Merhaba

Fayn ve Fayn Haftalık bu hafta üzerinden iki yıl geçmesine rağmen yaraları hâlâ tam olarak sarılamayan 6 Şubat depremine odaklanıyor. Kentlerimiz neden tam olarak ayağa kalkmadı? Sorumlular nerede, adalete ne oldu? Yaşananların ekonomik ve psikolojik etkileri bugün nereye evrildi ya da evrildi mi?

Hazırsanız başlayalım.

Ne olmalıydı, ne oldu?

6 Şubat depremlerinin üzerinden 2 yıl geçti. Resmi verilere göre en az 53 bin 537 insan öldü, 107 binden fazla kişi yaralandı, 518 bin konut yıkıldı veya ağır hasar aldı. Liste o kadar uzun ki… Depremi yaşayanlarda da ülkenin geri kalanında da hakim duygu çaresizlikti.

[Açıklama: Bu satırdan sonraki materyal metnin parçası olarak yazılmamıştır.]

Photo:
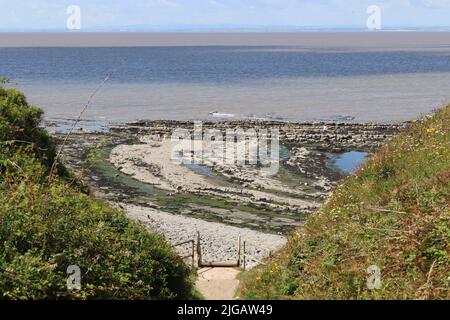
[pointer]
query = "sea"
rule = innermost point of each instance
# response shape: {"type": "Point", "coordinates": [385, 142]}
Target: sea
{"type": "Point", "coordinates": [387, 77]}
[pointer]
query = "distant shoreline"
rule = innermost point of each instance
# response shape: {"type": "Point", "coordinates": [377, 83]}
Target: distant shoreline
{"type": "Point", "coordinates": [421, 40]}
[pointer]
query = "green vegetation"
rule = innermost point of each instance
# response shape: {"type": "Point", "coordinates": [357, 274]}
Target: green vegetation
{"type": "Point", "coordinates": [393, 213]}
{"type": "Point", "coordinates": [47, 226]}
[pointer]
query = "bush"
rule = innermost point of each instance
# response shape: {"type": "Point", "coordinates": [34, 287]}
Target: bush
{"type": "Point", "coordinates": [46, 227]}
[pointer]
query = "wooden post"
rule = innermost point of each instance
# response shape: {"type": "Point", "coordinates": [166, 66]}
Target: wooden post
{"type": "Point", "coordinates": [193, 253]}
{"type": "Point", "coordinates": [245, 257]}
{"type": "Point", "coordinates": [199, 250]}
{"type": "Point", "coordinates": [239, 251]}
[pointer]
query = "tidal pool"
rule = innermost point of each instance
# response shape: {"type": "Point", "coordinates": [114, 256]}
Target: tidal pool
{"type": "Point", "coordinates": [348, 162]}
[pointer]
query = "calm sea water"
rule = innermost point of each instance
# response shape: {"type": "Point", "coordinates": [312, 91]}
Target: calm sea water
{"type": "Point", "coordinates": [232, 82]}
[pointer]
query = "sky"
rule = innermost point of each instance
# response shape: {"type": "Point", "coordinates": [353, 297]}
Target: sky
{"type": "Point", "coordinates": [115, 15]}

17 Ağustos 1999 Marmara depreminde herkesin hafızasına yazılan “Bir daha asla” sözleri tamamen boşa çıkmış, o günden 6 Şubat’a hiçbir şey değişmemişti. Peki bugünden yarına değişir mi? Değişebilir mi? Şu ana kadar çizilen tabloya bakınca iyimser olmakta zorlanan Fayn, iyimser olmakta zorlandığı görülen bir başka isme, Prof. Dr. Naci Görür’e sordu.

Prof. Dr. Naci Görür: “Zihniyet değişmedikçe hep aynı şeyleri yaşayacağız.”
6 Şubat’ın 2. yıldönümünde değişen bir şey yok. Oysa benzeri acılar yaşamamak mümkün. Naci Görür’e göre, Türkiye’de asıl beka meselesi deprem. Bu konuda en büyük engelimiz zihniyetimiz. Yapılması gereken ilk şey ise, depreme hazırlanma sürecinde devlet, hükümet, yerel yönetim ve halkın birleşmesi.

Hayat var peki ya umut?

Kimi 87 saat enkaz altında kaldı. Kimi oğlunu, kimi eşini kaybetti. Geçen iki yılda ne acıları dindi ne adalet talepleri karşılık buldu. Fayn 6 Şubat’ı Hatay’da yaşayan, hâlâ konteyner kentte kalan, hâlâ sevdiklerini arayanlarla konuştu.

Depremin ardından iki yıl: Hayat var, peki umut?
6 Şubat’tan sonra hayatı değişen pek çok insanın arasında üç isim… 87 saat enkazda kalan Onur Kaba’nın en büyük hayali biyonik bacak. Konteynırda kalan Sibel Yalçın, buradan sonra başını sokabileceği bir ev düşlüyor. Ozan Laleci ise hayat arkadaşı Meral Laleci’nin mezarını arıyor.

Verilen sözler ne oldu?

6 Şubat depremlerinin ardından pek çok söz verildi. Ancak geçen iki yılın ardından temel hizmetlerde eksiklikler, barınma sorunu, eğitim ve sağlık alanındaki aksamalar sürüyor. Neler vaat edildi? Neler gerçekleşti? Neler komple unutuldu? Yakından bakalım.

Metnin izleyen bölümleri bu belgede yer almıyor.